De acordo com a análise do presidente da Sol Energia, Paulo Cezar Tavares, esse fator reflete a dúvida do mercado quanto a inadimplência do setor. Ele utilizou os dados mais recentes publicados pelo Balcão Brasileiro de Comercialização de Energia (BBCE), onde a empresa que preside é uma das sócias.
Em sua apresentação no seminário sobre comercialização de energia elétrica, em São Paulo, ele citou que o deságio normal ficaria em um patamar de R$ 4 a R$ 6 por MWh ao se utilizar o CDI como parâmetro de custo financeiro. Contudo, esse pico de deságios tem relação direta com a incerteza do mercado onde os vendedores preferem dar um desconto sobre o valor da energia no MCP ao invés de ficar exposto ao risco da inadimplência do mercado.

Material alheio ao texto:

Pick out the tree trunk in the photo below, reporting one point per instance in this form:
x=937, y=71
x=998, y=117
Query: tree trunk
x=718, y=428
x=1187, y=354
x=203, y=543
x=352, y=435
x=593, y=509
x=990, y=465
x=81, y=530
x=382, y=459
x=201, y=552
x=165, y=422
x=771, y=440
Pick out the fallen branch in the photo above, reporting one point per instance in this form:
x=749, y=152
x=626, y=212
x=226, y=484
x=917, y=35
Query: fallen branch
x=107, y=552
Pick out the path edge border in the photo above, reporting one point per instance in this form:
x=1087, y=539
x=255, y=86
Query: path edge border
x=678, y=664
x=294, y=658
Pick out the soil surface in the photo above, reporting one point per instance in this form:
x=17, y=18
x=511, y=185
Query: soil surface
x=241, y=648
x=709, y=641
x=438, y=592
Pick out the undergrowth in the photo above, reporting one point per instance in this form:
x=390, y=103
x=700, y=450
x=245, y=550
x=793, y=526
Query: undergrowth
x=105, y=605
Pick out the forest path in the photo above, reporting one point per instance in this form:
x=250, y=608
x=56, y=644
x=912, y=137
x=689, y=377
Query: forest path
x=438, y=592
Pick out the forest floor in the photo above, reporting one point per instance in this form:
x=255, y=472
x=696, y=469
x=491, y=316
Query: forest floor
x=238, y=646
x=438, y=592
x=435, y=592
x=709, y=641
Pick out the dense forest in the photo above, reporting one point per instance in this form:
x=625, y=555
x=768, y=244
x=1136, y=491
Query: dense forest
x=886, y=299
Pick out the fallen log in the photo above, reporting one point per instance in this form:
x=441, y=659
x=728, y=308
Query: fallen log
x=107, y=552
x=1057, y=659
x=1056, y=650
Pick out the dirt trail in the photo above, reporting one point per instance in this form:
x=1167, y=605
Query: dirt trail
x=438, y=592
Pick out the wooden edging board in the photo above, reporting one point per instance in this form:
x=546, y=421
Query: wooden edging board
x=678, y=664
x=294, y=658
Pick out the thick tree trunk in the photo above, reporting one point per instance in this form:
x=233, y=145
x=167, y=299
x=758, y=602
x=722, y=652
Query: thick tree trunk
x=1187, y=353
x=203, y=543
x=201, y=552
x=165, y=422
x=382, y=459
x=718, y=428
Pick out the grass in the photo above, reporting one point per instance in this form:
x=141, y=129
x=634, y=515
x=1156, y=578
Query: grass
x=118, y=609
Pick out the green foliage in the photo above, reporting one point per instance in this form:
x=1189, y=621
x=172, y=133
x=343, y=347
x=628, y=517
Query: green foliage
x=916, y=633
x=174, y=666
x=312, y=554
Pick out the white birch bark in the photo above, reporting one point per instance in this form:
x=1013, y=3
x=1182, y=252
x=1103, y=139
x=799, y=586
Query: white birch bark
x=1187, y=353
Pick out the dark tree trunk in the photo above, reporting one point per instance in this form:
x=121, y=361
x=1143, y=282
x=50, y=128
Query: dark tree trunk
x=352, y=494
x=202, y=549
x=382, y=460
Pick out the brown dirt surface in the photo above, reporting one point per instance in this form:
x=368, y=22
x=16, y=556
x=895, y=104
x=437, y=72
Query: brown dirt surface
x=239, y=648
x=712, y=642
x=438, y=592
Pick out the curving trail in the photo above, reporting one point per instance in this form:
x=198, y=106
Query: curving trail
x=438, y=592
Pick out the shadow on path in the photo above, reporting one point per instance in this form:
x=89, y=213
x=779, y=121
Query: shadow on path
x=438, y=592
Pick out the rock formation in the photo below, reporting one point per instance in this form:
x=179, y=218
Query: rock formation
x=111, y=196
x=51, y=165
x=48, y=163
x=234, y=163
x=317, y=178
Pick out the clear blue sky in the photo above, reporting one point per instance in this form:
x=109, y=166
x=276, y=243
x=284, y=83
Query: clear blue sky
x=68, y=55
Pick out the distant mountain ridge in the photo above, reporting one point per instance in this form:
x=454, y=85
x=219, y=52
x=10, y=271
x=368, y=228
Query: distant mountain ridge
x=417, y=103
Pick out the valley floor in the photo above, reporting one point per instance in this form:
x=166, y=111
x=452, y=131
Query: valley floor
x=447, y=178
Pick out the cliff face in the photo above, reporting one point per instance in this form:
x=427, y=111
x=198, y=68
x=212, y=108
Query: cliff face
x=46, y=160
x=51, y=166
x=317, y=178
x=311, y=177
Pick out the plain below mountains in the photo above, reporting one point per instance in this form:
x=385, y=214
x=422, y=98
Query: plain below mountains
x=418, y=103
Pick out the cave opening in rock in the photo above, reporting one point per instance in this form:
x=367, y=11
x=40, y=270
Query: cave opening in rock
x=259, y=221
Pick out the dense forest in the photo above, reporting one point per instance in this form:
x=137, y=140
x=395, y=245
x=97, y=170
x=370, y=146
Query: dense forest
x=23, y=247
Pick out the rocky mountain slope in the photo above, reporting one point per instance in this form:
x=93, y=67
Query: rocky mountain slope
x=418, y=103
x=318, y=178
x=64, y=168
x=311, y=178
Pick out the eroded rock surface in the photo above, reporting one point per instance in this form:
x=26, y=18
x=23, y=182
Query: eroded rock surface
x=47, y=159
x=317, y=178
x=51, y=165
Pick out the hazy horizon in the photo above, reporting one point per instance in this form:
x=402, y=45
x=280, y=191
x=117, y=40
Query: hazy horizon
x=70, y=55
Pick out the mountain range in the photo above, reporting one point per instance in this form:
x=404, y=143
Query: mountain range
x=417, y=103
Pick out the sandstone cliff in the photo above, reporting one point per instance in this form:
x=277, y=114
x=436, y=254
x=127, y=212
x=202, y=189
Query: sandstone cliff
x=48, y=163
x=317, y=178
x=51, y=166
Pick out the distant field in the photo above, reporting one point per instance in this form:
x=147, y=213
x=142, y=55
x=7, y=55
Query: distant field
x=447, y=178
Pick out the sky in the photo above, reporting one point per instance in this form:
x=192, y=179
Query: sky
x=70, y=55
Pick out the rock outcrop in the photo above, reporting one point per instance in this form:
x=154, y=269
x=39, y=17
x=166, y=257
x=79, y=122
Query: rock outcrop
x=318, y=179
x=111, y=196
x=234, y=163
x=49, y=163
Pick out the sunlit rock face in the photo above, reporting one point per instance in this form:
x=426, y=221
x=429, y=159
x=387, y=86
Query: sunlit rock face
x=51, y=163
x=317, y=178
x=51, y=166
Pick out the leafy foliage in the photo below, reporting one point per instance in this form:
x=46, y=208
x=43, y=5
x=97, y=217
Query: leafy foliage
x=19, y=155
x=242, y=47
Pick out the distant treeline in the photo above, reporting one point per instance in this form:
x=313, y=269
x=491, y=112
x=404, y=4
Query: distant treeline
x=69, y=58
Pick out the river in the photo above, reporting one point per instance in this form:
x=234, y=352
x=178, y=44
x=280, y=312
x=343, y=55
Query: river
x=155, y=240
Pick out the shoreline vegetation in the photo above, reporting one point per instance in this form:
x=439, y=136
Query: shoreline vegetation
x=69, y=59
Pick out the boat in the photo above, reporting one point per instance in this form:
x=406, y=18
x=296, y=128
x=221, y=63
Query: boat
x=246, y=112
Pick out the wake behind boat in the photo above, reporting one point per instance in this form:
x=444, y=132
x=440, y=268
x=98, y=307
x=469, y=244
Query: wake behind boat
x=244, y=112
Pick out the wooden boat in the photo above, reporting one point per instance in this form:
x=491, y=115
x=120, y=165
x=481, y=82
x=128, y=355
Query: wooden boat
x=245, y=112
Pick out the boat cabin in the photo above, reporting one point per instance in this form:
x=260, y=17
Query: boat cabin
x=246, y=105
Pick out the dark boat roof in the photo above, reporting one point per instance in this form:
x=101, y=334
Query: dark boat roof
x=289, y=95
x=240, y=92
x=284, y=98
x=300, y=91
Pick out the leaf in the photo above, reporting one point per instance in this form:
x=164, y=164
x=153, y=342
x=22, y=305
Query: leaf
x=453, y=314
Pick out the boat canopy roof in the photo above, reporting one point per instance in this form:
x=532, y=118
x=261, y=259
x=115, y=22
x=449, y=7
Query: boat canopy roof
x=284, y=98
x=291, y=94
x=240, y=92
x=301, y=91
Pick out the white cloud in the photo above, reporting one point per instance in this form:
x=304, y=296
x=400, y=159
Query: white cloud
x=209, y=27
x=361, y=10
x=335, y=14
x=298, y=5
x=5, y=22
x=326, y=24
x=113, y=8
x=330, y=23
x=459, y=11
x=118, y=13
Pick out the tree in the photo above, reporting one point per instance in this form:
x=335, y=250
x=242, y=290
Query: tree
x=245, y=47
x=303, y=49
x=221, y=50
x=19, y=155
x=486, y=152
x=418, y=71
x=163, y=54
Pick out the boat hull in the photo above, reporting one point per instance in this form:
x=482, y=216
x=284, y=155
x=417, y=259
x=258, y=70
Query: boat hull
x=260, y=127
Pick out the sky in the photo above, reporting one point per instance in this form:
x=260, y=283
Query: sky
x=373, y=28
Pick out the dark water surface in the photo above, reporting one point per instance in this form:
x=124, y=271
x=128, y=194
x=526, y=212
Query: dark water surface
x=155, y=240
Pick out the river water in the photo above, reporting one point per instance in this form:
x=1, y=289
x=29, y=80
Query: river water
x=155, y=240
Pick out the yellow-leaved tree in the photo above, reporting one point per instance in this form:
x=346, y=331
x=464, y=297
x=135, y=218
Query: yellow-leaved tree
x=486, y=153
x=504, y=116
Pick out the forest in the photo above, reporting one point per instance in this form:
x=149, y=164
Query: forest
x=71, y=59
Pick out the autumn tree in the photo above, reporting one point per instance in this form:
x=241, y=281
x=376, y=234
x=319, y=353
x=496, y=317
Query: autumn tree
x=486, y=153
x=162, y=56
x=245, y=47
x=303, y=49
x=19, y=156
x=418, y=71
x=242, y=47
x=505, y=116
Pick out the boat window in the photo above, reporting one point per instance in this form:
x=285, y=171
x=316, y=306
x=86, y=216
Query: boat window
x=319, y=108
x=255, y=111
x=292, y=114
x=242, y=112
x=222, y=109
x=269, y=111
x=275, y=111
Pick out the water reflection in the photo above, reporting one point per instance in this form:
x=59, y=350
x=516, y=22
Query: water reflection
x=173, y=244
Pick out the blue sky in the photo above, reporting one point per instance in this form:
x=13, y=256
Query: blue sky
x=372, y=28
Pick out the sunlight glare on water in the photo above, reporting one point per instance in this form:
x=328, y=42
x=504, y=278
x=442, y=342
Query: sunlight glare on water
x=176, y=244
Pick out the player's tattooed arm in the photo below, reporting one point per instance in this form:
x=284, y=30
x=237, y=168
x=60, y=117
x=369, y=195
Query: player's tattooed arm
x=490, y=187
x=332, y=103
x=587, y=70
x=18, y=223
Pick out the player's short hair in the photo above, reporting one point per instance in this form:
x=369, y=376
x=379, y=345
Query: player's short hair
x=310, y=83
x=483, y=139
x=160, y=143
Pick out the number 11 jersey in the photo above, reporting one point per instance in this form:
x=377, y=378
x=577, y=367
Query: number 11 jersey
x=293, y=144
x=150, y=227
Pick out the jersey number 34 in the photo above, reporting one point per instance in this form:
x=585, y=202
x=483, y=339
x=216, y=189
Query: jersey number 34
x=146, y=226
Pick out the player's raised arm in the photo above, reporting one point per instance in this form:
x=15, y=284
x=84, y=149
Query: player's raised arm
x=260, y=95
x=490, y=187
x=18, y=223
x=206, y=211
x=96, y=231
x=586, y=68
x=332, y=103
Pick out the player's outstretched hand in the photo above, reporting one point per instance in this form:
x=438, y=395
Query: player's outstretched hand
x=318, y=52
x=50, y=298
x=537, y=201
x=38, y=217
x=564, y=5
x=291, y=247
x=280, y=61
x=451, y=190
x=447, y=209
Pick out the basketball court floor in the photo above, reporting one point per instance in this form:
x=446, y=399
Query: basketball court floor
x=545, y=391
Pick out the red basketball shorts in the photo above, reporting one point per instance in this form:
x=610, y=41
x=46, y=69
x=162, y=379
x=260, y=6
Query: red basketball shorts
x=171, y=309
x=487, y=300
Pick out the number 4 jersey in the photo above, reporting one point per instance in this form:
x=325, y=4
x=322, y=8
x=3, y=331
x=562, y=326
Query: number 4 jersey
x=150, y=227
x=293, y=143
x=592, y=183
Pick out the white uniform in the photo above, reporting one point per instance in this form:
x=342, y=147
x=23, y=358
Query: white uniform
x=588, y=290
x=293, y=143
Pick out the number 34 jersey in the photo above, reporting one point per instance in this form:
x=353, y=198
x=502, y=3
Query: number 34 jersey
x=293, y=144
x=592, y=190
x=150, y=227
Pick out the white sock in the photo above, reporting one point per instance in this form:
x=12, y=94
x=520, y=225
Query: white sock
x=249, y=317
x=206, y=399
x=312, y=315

Tavares se mostrou crítico ao momento pelo qual passa o setor elétrico. Para ele, esta é a pior crise que passamos na história do país. "Eu nunca vi o setor tão desorganizado", disparou. Entre os fatores que destacou estão desde a lei 12.783, a falta de isonomia entre o ACR e ACL quanto a destinação das cotas de energia, a adoção e as regras que serão implementadas pela portaria 455, a CNPE 03 e a consequente judicialização que se tem visto. Segundo ele, a 455 também levará à busca pelo Judiciário para manter as regras dos contratos existentes no ACL.